Unfortunately, upon further investigation, even the "fixed" build still has problems. Only HSA profiling works, but not OpenCL or occupancy profiling. It turned out that rocprof is just a wrapper for various underlying modules, such as HSAFdnTrace, HSAFdnPMC, CLOccupancyAgent, CLProfileAgent, CLTraceAgent - all rocprof does is registers these modules and writes a configuration file before the user application runs, it's up to the modules themselves to do the actual work. This is why rocprof only reports Failed to generate profile result - it only reads an output file and has no idea about how the modules work by themselves - in this case, they're never executed.

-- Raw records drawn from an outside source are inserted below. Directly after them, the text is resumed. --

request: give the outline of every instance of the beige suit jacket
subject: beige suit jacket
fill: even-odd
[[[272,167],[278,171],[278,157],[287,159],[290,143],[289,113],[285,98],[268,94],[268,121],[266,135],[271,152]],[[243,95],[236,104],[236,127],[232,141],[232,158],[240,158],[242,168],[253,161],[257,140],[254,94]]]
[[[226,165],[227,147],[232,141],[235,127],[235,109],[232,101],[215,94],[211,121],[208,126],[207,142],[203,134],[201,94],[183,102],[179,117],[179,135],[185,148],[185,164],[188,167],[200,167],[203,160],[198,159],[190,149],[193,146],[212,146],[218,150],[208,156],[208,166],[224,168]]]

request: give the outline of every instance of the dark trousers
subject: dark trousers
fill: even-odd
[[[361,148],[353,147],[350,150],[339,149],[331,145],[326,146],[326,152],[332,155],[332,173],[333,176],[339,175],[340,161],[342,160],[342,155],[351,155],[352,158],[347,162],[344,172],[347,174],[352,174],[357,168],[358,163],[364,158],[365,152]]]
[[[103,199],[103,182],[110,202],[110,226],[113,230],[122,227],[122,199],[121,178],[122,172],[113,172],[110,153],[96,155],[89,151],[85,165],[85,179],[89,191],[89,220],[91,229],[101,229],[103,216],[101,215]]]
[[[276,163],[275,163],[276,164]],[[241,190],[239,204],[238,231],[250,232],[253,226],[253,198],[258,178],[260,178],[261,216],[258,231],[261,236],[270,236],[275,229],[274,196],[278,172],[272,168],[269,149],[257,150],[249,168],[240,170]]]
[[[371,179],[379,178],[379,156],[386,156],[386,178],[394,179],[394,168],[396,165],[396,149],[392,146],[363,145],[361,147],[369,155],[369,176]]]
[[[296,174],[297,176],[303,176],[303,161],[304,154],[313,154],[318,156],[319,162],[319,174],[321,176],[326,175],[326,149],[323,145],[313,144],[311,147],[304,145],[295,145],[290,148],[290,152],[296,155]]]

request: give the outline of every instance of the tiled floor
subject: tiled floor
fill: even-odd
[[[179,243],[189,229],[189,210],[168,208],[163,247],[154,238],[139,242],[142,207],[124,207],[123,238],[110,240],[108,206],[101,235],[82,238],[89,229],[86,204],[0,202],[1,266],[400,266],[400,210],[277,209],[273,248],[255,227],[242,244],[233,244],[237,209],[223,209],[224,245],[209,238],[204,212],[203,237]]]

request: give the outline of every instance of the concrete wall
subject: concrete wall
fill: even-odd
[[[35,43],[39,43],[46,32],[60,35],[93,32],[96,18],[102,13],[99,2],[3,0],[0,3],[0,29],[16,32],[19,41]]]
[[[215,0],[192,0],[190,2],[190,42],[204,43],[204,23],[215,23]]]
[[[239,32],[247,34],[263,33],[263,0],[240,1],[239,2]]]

For HSA and OpenCL, different loading mechanisms are used. For OpenCL and occupancy, it uses a method similar to LD_PRELOAD by replacing the OpenCL functions with instrumented versions. However, for reason unknown, the entry point is no longer invoked (possibility due to incompatible SDK change)? So now CLOccupancyAgent, CLProfileAgent, CLTraceAgent can no longer be invoked anywhere, their entry point cl_int CL_CALLBACK clAgent_OnLoad(cl_agent* agent) never executes.

Without someone who has a deeper understand about how the library preloading actually works, I'm afraid that this problem cannot be fixed. If anyone's interested and wishes to continue the investigation, reply to this thread and I can send a list of patches to replicate my build.